Tuesday, January 29, 2013

Testing Schmesting, Let's Write

I worked with several teachers yesterday to grade the New York State English Regents exam. It is our state's barrier test, one of the tests kids have to pass in order to graduate. While I'm no supporter, it's not a truly awful test and I actually enjoy grading it with the other teachers. We learn things each time though our sessions wouldn't rate highly on a staff development rubric. That might be why they are so valuable.

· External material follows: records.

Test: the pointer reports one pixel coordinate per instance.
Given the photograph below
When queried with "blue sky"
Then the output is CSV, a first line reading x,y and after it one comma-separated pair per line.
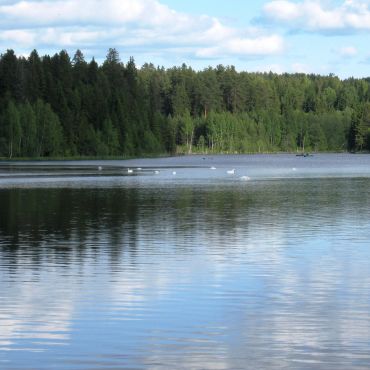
x,y
309,36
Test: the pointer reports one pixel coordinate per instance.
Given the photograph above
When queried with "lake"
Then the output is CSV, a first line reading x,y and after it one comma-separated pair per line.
x,y
174,263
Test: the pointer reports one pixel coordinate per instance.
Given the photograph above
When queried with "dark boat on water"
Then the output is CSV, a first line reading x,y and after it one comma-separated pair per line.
x,y
304,155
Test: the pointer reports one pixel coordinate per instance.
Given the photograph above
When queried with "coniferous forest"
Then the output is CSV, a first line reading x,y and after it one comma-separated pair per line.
x,y
63,106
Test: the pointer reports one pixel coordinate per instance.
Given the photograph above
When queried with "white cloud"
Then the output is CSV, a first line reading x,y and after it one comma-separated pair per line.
x,y
142,26
314,15
348,51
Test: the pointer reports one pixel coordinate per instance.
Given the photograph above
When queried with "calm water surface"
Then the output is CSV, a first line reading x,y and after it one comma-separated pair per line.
x,y
105,269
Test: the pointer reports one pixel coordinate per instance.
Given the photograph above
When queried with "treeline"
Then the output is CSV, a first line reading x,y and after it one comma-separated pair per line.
x,y
63,106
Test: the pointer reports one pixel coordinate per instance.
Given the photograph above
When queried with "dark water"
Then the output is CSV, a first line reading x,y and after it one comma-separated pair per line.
x,y
101,269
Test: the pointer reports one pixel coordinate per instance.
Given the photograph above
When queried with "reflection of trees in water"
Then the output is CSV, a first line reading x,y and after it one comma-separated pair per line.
x,y
71,223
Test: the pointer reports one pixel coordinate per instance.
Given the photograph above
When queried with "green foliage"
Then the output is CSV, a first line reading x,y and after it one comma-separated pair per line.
x,y
54,106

To score the Regents' essay we follow the state's rubric that is easy to follow but presents me with problems. After reading high-caliber essays (say from a wealthy suburban district) I come across a special-needs kid's essay and suddenly the rubric doesn't make as much sense. It reads differently than if I come to that same kid's paper after reading a bunch of middling essays. There is this feeling that a rubric takes the human element out of the process and makes it completely fair and unbiased, but it just ain't so.

And that's okay.

What I like grading these things because we see what kids can and can't do. Kids change generation to generation (go figure) and some of that is troubling, but I was just as troubling to my teachers. It's not the decline of Western Civilization. People do different things now and so what if they have no idea who Keats was. I barely know.

Here's the intriguing thing about the test scores: they haven't changed much in years. It's writing and reading and kids are about as good at those things (and about as bad too) as they have been for a long time. So I'm not much concerned with raising Regents scores. I'm a little concerned because legislators have tied my job security to such nonsense, but I don't worry about it much.

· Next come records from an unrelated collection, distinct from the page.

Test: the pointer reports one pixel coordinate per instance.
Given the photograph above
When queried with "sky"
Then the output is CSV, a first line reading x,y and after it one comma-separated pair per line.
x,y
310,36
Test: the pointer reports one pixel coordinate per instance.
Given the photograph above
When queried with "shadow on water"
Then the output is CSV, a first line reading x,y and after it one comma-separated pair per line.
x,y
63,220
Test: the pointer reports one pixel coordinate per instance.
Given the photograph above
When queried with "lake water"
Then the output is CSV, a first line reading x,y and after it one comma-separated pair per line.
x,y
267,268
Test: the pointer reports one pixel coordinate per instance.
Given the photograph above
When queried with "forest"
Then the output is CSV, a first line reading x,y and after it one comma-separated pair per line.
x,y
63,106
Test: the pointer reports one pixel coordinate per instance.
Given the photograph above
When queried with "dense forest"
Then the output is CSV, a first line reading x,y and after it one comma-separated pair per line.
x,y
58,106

In my alternative school for at-risk kids, my job is to help kids become better people. I want them to be able to sit together, talk without fighting, and see kindness as a great thing. We learn a lot of that through writing. We develop compassion by reading. We talk, write, read, and watch movies. Stories are our fundamental tools. Tests are way down the list.

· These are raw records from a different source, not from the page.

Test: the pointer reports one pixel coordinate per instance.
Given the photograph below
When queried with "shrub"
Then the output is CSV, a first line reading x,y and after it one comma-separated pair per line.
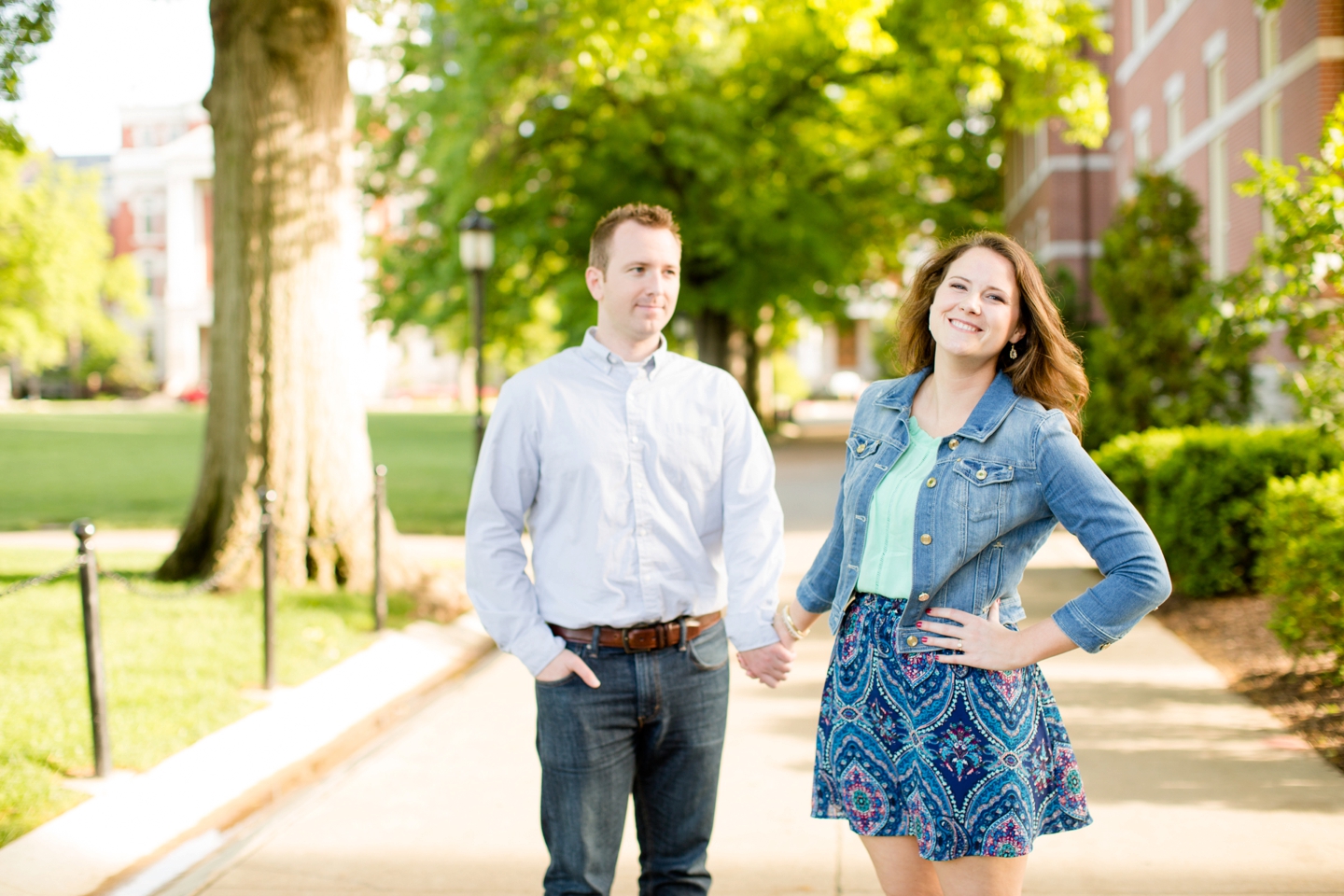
x,y
1206,500
1301,562
1130,459
1164,357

Still, I like getting together with my colleagues and talking as we grade esams. We discuss the kids, the tests, and the things we do in our classrooms. We talk about administrators, politicians, and education "reform." We share a sense of chagrin. We all got into this to help kids learn and love language. It's good to get together and remember what the tests show us: that, above all else, kids desperately need to read and write on.